The Problem Every Agent Builder Knows
Your agent just generated some Python. Now what? You need to run it. Somewhere. Safely. Without it touching your prod database, your secrets, your other pods, or anything else it wasn't supposed to touch.
So you cobbled something together. Maybe a size-1 StatefulSet with gVisor. Maybe a subprocess with a timeout. Maybe a Docker container you spin up per-request and pray the cold start isn't too painful. It works — mostly. Until it doesn't.
The DIY agent sandbox is one of the most common pieces of technical debt in agentic AI systems right now. GKE Agent Sandbox, GA as of Cloud Next '26, is the opinionated answer to it.
What You're Probably Doing Today
Let's be honest about the DIY path. Here's a typical pattern:
# StatefulSet (size 1) + gVisor + manual warm pool
apiVersion: apps/v1
kind: StatefulSet
metadata:
name: agent-sandbox
spec:
replicas: 1 # pray you sized this right
template:
spec:
runtimeClassName: gvisor
containers:
- name: sandbox
image: my-sandbox:latest
resources:
limits:
cpu: "1"
memory: 512Mi
# + manual PVC + headless Service + custom lifecycle mgmt
# + warm pool you have to manage yourself
# + no snapshot support — crash = start over
This works at one sandbox. At ten it's fine. At a hundred it's a maintenance nightmare. You're writing glue code for provisioning, lifecycle management, networking, and warm pools — none of which is your actual product.

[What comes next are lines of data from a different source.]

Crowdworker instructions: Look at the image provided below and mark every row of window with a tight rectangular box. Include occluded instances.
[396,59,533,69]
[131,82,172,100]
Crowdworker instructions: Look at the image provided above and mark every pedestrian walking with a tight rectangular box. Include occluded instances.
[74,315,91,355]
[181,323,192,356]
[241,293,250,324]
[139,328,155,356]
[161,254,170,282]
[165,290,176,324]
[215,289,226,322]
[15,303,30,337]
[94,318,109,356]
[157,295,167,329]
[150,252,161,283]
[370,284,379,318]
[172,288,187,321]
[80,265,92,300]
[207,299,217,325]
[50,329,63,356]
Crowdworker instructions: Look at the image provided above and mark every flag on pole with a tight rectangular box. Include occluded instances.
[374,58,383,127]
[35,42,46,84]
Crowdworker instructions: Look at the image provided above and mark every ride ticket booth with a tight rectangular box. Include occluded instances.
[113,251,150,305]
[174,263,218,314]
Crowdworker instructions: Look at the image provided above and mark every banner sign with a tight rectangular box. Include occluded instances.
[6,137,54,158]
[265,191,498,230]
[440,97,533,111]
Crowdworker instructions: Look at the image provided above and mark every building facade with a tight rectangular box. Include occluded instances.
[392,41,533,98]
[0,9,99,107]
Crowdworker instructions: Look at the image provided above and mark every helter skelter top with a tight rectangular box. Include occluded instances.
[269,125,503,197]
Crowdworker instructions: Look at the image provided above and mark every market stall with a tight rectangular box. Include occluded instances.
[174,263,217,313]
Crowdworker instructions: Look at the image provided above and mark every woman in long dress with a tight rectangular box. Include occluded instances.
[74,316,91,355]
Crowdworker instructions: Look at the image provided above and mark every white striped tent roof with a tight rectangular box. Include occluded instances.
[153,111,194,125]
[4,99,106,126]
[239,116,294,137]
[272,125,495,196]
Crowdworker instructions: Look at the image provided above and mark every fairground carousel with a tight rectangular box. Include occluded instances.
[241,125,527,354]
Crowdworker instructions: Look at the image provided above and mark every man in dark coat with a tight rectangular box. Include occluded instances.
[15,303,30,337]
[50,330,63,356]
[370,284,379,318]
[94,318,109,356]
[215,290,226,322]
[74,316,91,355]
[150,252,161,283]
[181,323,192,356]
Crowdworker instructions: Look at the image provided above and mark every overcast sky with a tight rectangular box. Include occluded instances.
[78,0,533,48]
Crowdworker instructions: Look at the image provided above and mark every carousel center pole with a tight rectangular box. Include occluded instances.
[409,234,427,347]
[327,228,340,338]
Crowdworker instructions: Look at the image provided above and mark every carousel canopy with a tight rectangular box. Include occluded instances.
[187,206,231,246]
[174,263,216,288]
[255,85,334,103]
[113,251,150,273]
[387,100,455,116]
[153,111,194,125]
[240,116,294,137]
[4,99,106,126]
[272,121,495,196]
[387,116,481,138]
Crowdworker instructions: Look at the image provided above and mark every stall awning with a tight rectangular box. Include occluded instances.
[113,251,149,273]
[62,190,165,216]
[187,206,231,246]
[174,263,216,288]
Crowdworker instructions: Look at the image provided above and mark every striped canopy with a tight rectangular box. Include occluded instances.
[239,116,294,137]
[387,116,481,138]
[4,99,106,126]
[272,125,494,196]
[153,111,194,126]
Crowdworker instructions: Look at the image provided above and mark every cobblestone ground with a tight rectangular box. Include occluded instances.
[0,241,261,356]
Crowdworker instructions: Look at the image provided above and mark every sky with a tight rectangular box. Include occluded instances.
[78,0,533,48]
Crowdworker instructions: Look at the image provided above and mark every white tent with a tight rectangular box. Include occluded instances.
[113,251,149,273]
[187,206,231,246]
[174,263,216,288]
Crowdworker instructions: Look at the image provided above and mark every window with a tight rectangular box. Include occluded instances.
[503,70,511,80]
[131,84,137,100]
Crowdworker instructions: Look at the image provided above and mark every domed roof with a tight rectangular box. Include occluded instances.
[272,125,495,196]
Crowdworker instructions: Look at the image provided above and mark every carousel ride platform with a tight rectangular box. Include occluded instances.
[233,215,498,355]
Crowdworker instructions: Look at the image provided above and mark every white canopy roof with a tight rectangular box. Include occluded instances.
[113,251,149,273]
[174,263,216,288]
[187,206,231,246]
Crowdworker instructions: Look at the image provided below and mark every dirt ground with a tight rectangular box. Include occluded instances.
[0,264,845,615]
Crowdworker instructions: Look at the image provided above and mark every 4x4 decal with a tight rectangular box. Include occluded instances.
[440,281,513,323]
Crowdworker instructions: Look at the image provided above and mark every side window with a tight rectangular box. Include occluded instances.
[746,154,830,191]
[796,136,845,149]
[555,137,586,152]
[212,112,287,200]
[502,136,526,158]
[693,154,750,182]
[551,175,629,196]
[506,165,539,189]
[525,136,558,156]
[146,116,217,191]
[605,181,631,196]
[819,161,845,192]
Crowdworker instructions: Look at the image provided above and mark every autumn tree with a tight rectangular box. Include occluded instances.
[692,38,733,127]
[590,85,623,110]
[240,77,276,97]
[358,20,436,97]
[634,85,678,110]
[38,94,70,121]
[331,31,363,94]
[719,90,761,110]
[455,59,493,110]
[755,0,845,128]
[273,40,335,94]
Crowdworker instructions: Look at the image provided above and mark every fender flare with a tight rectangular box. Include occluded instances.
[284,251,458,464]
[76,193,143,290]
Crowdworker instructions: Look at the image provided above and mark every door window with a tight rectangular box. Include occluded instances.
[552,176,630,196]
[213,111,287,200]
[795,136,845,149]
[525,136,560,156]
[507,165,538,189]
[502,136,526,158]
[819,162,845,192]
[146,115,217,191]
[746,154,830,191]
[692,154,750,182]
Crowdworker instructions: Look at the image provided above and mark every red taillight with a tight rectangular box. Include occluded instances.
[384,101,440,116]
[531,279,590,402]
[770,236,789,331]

What Agent Sandbox Gives You Instead
| DIY Approach | GKE Agent Sandbox |
|---|---|
| StatefulSet + gVisor wired manually | Managed gVisor via SandboxClaim CRD |
| Cold starts of 2–3 min per sandbox | Sub-second via SandboxWarmPool |
| Crash = restart from zero, no state | Pod Snapshots — checkpoint and resume |
| Manual warm pool sizing and mgmt | WarmPool declared, GKE manages it |
| Custom networking + routing code | Sandbox Router handles all traffic |
| No SDK — raw Kubernetes YAML | Python SDK — no YAML in your hot path |
The numbers that matter:
- 300 sandboxes/sec provisioned per cluster
- Sub-second time to first instruction from warm pool
- 90% latency reduction over cold starts
- 30% better price-performance on Axion N4A vs leading competitors
Hands-On Tutorial: Enable GKE Agent Sandbox From Scratch
Level: Intermediate (knows Kubernetes basics)
Time: ~15 minutes
Requirements: GCP project with billing enabled, gcloud CLI, kubectl, Python 3.10+
You'll go from zero to a running, isolated sandbox cluster — with a warm pool ready to claim in under a second. All commands run in Cloud Shell.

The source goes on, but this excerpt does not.